320 kbps | 90 MB | LINKS
This August I am celebrating two milestones: The release of “Howdy High-Rise”, my second full length LP with my band Croy and the Boys, and the 10 year anniversary of heeding the call of music that drove me from my home town of Bowling Green, Ohio and dropped me in The Live Music Capital of The World, Austin Texas. I would say that those 10 years flew by, and they did, but when I look in the mirror today, I see a man shaped by his adopted home and the decade of living that has taken place there. I quickly took a job on a landscape crew which introduced me to Norteño music, altering the course of my own sound for the foreseeable future. My truck broke down, not long after, and I bought a motorcycle, strapped my guitar on the back and went on tour across the country just my bike and me. I met a Texan woman, fell in love and got married. Had a son. Learned a hell of a lot about the history of country music and the ways in which country music and cowboy culture still thrive in Texas today. I learned what a dance hall was and eventually, learned how to keep one moving all night long. I learned what it means to be an artist and to pursue a dream. But I’ve never forgot where I came from. The hard edge, knuckle busting life in the rust belt and the humble, hard working people that live there.
“Howdy High-Rise” distills all of that into a modern country sound that could only have been made in Austin, Texas. The characters throughout are based on my own life and the lives of friends and family back home, our struggles, beliefs and world views. But the sounds are unmistakably country, in that particularly cosmic, tex-mex type of way that Austin has become famous for. The formula is as such: Take a midwestern songwriter with a knack for story telling and put a band behind him full of Texan characters as big as himself.
“Analogue” Amy Hawthorne, the original Boy (the longest serving member in the band) may have been born on an air force base in Arizone but her people have always been from Beaumont, Texas. Her mother was a champion barrel racer, her father was a pilot. She plays a pink 1962 Fender P-Bass that she got for a steal of a trade off an ex, a lifetime ago and has been playing music in Austin since 19-dickity-2.

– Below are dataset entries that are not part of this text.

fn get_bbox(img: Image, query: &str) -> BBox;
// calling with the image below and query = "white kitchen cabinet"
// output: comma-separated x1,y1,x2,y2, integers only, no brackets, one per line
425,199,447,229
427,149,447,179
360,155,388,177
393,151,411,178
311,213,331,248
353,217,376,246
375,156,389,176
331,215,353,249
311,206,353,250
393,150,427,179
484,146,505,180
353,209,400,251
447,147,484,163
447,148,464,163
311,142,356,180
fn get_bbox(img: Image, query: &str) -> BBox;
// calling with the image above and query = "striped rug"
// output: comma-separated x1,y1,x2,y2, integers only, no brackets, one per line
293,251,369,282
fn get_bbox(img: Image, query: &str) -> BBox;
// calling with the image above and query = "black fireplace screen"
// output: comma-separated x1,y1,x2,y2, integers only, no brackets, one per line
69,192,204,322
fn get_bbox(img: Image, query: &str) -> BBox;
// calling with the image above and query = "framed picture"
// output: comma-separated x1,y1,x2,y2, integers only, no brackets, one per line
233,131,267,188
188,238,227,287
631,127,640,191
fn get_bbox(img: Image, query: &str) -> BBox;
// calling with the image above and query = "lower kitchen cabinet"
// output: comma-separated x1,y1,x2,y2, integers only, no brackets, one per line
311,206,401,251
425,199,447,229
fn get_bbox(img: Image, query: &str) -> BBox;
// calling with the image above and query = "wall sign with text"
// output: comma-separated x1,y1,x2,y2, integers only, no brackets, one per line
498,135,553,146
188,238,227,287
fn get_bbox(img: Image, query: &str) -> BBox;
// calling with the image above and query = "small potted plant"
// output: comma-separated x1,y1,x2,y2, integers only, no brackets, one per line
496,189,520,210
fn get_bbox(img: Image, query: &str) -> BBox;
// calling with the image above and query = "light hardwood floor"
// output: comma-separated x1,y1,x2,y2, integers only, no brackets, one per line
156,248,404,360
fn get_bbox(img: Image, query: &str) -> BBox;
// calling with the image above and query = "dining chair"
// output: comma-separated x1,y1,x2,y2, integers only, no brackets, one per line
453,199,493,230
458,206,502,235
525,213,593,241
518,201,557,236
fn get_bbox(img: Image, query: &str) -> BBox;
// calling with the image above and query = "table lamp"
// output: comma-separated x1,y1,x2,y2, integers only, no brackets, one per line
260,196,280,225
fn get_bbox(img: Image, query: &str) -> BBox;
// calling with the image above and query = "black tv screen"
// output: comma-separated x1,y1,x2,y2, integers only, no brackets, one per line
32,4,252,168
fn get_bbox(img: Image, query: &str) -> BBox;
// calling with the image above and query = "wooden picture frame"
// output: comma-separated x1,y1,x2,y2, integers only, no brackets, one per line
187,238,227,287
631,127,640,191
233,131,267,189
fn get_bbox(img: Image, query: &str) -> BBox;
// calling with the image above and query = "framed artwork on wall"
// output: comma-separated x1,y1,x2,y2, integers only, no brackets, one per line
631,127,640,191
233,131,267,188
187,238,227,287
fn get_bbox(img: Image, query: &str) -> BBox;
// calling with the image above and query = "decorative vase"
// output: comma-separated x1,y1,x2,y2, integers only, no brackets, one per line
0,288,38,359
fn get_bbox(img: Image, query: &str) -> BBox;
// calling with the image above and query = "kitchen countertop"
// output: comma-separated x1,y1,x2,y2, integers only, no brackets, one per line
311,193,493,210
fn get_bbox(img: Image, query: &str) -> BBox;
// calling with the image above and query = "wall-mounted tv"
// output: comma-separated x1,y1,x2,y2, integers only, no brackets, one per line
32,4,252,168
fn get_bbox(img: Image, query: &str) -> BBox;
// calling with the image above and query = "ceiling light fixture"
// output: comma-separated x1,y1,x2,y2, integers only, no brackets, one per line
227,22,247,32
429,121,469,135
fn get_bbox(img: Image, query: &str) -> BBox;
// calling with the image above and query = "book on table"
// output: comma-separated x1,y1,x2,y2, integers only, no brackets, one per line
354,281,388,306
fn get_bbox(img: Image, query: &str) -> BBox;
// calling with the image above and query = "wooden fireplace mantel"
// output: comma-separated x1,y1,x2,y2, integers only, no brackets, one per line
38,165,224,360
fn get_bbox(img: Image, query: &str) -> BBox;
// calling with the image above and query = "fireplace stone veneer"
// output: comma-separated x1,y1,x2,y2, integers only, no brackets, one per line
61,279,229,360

Casey “Queso” Seymour, the bathing cowboy was born in the legendary town of Lubbock, Texas, relocating with his family to the hills of Dripping Springs when he was 10. Growing up next door to Austin, he casually learned to play drums from legends like Ernie Durawa and Pat Mastelotto.
“Smoking” Joe Cornetti, raised in Victoria, Texas. Proud father of two darling boys. Like most great musicians, Joe cut his teeth playing keys in a family church band with his brother on drums, his other brother on bass and his dad up front taking turns as pastor and band leader (Joe has since left the church and is in no way affiliated with the ideologies therein).
Together, we are Croy and the Boys. We ain’t perfect, but we’re “Good Enough”.